Why Japan is turning back to nuclear
Japan imports most of its energy, leaving it vulnerable to global price shocks and geopolitical tensions. At the same time, the country has committed to reaching net-zero emissions by 2050.
Before Fukushima, nuclear power supplied nearly 30% of Japan’s electricity, with plans to push that figure to 50%. Today, nuclear accounts for just 8.5%.
The government’s revised energy plan now targets 20% nuclear power by 2040 – a far more modest goal, but still a major challenge.
Prime Minister Sanae Takaichi has framed nuclear energy as essential for Japan’s future, especially as power demand rises from data centres, artificial intelligence, and semiconductor manufacturing.
Supporters argue nuclear power provides stable, low-carbon energy that renewables alone cannot yet match in Japan’s mountainous landscape.
Critics disagree.
Rising costs and fragile confidence
Running nuclear plants has become far more expensive since Fukushima. New safety standards require massive investments in infrastructure, inspections, and emergency preparedness.
“Nuclear power is getting much more expensive than Japan expected,” says Dr Florentine Koppenborg of the Technical University of Munich. “That challenges the long-held idea that it is cheap and reliable.”
The government faces a tough choice: subsidize nuclear power, risking public backlash or pass higher costs on to consumers already struggling with rising living expenses.
Trust is another problem.
Kashiwazaki-Kariwa has been hit by a series of security lapses, including lost confidential documents and mishandled sensitive data. Elsewhere, regulators recently halted restart reviews at another plant after an operator was found to have manipulated earthquake data.

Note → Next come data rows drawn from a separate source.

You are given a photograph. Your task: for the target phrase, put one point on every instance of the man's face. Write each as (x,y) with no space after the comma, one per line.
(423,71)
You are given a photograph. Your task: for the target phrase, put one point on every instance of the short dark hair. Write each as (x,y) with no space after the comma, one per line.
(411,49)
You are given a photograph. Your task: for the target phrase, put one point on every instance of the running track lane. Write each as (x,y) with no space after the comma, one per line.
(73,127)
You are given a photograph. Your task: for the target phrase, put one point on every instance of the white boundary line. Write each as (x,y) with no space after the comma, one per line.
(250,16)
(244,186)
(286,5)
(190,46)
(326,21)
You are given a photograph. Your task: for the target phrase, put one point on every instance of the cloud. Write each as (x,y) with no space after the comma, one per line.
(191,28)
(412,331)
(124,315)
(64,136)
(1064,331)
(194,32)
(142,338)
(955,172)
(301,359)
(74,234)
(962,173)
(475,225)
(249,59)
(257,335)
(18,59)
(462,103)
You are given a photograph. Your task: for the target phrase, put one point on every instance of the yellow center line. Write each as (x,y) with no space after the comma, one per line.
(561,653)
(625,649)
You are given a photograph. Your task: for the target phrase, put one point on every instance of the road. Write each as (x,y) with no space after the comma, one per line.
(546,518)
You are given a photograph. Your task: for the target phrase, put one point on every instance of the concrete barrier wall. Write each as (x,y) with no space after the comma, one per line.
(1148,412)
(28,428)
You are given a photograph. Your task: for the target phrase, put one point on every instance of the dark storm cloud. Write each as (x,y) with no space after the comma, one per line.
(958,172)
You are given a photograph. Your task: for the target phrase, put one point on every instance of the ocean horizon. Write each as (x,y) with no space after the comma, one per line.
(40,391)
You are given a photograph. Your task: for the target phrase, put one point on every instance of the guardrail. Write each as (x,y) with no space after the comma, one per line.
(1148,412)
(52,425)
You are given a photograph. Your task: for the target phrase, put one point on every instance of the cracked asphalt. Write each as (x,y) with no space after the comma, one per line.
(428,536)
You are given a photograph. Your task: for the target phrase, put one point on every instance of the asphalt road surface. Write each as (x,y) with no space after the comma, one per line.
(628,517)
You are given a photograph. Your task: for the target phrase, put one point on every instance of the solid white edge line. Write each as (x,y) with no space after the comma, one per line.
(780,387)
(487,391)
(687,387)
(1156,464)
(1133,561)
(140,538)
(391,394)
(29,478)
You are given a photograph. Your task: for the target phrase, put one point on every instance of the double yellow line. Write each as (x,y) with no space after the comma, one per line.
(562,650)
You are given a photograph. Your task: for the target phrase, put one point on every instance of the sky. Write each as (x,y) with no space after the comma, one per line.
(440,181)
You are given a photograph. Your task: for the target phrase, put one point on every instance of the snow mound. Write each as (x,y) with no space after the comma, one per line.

While Japan’s Nuclear Regulation Authority says safety oversight is now stricter than ever, each scandal reinforces public anxiety.
A nation still haunted by Fukushima
Public opinion remains divided.
Surveys show support for nuclear power has slowly recovered, with more than half of respondents backing it only if safety can be guaranteed. Yet fear has not disappeared.
The 2023 release of treated radioactive water from Fukushima reignited protests at home and abroad. Demonstrations have also followed the Kashiwazaki-Kariwa restart, with residents warning they would bear the consequences of any future accident.
Authorities insist lessons have been learned. At Kashiwazaki-Kariwa, 15-metre-high seawalls now stand guard against tsunamis, and critical systems are protected by watertight barriers.
Former nuclear safety official Hisanori Nei says the plant could withstand a disaster similar to 2011. Others are less convinced.
“They are preparing for the worst they have seen,” Koppenborg warns, “but not necessarily for what is coming – rising sea levels, stronger storms, or the once-in-a-century mega-earthquake Japan still fears.”
Why this matters beyond Japan
Japan’s nuclear restart is being watched closely around the world.
Global momentum is building around nuclear energy as countries struggle to balance climate goals with energy demand. The International Atomic Energy Agency says global nuclear capacity could more than double by 2050.
Japan’s experience offers a warning – and a lesson.
Restarting nuclear power is an engineering challenge as well as a social contract. Without trust, transparency, and long-term planning, even the world’s largest nuclear plant cannot fully power a nation forward.
For now, Japan has taken a careful step back into nuclear energy. Whether it can go further remains an open question.